ANGLE is a cross-platform graphics engine abstraction layer developed by the Chromium project. It provides a translation layer between different graphics APIs, such as OpenGL and Direct3D, allowing web applications and games to run efficiently on different platforms. ANGLE is a crucial component of Google Chrome's WebGL implementation, as it enables Chrome to deliver hardware-accelerated 3D graphics on various operating systems.

Details of the Vulnerability (CVE-2022-1639)

CVE-2022-1639 is a Use-After-Free vulnerability in ANGLE, which occurs when an object in the memory heap is used after it has been freed or deleted. This can lead to heap corruption and potentially allow an attacker to execute arbitrary code or cause a denial of service.

In Google Chrome versions prior to 101..4951.64, a remote attacker could exploit this vulnerability by convincing a user to visit a crafted HTML page containing malicious WebGL content. The vulnerability stems from improper handling of certain WebGL objects within ANGLE, leading to the use of a freed memory block, causing heap corruption and potentially allowing arbitrary code execution.

Exploit Details

To exploit this vulnerability, an attacker would first create a malicious WebGL application or a WebGL-enabled HTML page. This page would be designed to trigger the Use-After-Free bug by manipulating WebGL objects in a specific order. An example of an exploit code snippet:

// Simplified example of malicious WebGL code
const canvas = document.createElement('canvas');
const gl = canvas.getContext('webgl');

// Create WebGL objects
const program = gl.createProgram();
const buffer = gl.createBuffer();

// Set up WebGL state to trigger UAF bug
// ...
// -- Details omitted for brevity -- 
// ...

// Delete objects, causing Use-After-Free

// Trigger the vulnerability for potential heap corruption and code execution
// ...
// -- Details omitted for brevity
// ...

After creating the malicious WebGL content, the attacker would then need to deliver it to potential victims. This can be done by embedding the content in legitimate websites through techniques such as malvertising or injecting it into vulnerable web applications using cross-site scripting (XSS) attacks. Unsuspecting visitors of the compromised websites would then become potential targets for exploitation.
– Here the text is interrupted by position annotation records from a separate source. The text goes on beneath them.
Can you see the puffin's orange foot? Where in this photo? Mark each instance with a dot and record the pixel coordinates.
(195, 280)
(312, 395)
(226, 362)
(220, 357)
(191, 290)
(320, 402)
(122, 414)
References and Further Reading

1. ANGLE Project website:
2. Chrome Releases blog post: Stable Channel Update for Desktop
3. National Vulnerability Database entry for CVE-2022-1639:

Mitigation and Conclusion

Google has addressed the CVE-2022-1639 vulnerability in Chrome version 101..4951.64. Users should update their browsers to the latest version to protect themselves from potential exploitation. This reinforces the importance of keeping software updated and being cautious about visiting untrusted websites or clicking on suspicious links, as cyber attackers are constantly seeking ways to exploit vulnerabilities in widely used applications like Google Chrome.